ルールだが3台のうち1台がゴールキーパーで2台がフィールドプレイヤーになる。実はほとんどのルールは別に行われているKONDO CUPと同じになっている。コートやゴールも同じものを使っている。
大きく違ったのが、当日急に決まったと言う同点の場合はバトルで決着をつけるというものだろう。どうも時間節約のため急きょ決めたらしい。ROBO-ONEらしいといえばらしいが、サッカーしか想定していないロボットには酷だったと思う。

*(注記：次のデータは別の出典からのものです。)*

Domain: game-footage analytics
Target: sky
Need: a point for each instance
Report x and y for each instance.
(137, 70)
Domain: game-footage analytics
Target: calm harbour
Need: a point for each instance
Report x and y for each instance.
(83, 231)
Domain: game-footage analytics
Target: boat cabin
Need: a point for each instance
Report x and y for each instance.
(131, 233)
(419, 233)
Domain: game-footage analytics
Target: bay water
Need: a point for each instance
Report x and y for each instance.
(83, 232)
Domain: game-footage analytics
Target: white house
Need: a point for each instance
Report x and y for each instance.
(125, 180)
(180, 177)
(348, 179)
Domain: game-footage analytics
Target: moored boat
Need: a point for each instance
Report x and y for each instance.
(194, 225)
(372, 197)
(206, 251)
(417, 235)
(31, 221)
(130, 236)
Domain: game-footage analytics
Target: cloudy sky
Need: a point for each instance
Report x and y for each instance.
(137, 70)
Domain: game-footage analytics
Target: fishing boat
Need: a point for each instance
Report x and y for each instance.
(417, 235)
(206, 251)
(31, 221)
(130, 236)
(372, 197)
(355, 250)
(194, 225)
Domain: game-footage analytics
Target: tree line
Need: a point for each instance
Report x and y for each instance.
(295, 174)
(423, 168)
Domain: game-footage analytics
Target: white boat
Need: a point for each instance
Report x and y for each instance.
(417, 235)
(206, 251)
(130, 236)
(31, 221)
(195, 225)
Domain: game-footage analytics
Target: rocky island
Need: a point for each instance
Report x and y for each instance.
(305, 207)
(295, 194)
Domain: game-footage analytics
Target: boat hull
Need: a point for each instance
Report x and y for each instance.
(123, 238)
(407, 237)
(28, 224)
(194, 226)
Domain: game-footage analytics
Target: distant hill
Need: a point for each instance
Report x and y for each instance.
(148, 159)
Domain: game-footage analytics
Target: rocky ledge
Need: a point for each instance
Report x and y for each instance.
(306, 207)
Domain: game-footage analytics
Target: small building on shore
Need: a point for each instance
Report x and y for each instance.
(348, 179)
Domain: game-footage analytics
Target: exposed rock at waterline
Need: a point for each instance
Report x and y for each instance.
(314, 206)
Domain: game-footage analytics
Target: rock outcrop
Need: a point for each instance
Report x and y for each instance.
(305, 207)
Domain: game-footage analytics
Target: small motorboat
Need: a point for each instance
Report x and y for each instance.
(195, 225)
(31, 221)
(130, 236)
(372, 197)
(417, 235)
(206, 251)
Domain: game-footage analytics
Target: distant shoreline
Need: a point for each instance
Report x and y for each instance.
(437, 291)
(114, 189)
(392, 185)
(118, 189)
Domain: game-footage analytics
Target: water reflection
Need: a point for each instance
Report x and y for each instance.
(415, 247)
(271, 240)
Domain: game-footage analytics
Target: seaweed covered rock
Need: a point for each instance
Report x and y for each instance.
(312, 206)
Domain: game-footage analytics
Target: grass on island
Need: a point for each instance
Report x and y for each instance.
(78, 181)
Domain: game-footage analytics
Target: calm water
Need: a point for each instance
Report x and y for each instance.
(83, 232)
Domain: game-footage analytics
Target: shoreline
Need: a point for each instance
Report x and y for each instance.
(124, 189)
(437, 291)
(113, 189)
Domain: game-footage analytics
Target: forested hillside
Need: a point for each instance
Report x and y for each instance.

ロボットのサッカーといえばロボカップが有名だがこれは自律型を前提としている。それに引き換えROBO-ONEのものは二足歩行を前提にしている。
この違いは結構大きい、自律型というのは面白いのだが初期のころのロボカップはボールをコントロールするための機構がいろいろ工夫されてその結果が全体の進歩を後押ししていたように感じる。ある程度ボールをコントロールする機構が出来てくるとロボット個々の戦術的な動きが行われるようになった印象がある。
それに引き替えROBO-ONEの方は人が動かしているのではなから戦術的な動きをしている。まあ練習不足で連携がわるいというのはあるけど。だからみていて最初から面白い。今後ボールを扱うモーションが改良されて行けばより人っぽい動きの試合を見られるだろう。

実は出場ロボットの使用モーターを近藤科学製にかぎった二足歩行ロボットのサッカー大会KONDO CUPはすでに5回行われている。今回もそちらの常連達が大勢参加していた。全体の印象としてもKONDO CUP組みが活躍していたように感じる。決勝戦もROBOSPOTS選抜チームとロボット野郎AチームというKONDO CUP経験者たちのチームとなった。

KONDO CUPと違いモーターの制限がないせいか蹴ったボールがすぐにコートの端から端まで行ってしまい、もっと大きなコートにしないとすぐにつまらなくような印象だった。サッカーよりフットサルという感じ。ただキック力があっても点はあまりはいらなかった印象だ。まだまだキックの精度やロボット同士の連携が十分とは言えなかった。
また、ほとんどが転がるボールしか蹴っていなかった。これはこれから浮き上がるように蹴る技術が登場してくることでより面白くなるだろうことを予感させた。

観戦して感じたのが、KONDO CUPとの関係がどうなるかだ。KONDO CUPはメーカの大会のために出場するには近藤科学のサーボモータを使っていないといけない。ただこちらの方が頻繁に開催されるため、経験が勝負の大きな要素となるチームプレイではそちらの常連チームの優勢はなかなか揺るがないような気がする。ROBO-ONEサッカーではパワーがあるロボット多く出てくる。そのあたりを配慮してコートを大きくしたりボールを重くするなどの差別化を行うとそれなりに面白いかもしれない。別の考えとしてはサッカー大会も頂点の大会であるという地位を狙うというのも考えられる。ただ二足歩行ロボットの大会では
ロボスクエアが行っているヒューマノイドカップ・サッカー大会という二足歩行ロボットサッカーの元祖の大会もあり、先行者としての利点はないので、それなりのルールと大会運営が必要だろう。

本来のROBO-ONEと違い格闘ではないのでロボットの破損なども少なく、チームプレイが勝敗を大きく分ける要素ということもあり、二足歩行ロボット初心者にはサッカーの方が参加のハードルは小さいように思われる。ただ、チームを組む必要があるのでメンバーがそろうかが案外大きなハードルかもしれない。しかし、将来的には格闘大会以上の人気を得るようになるかもしれない。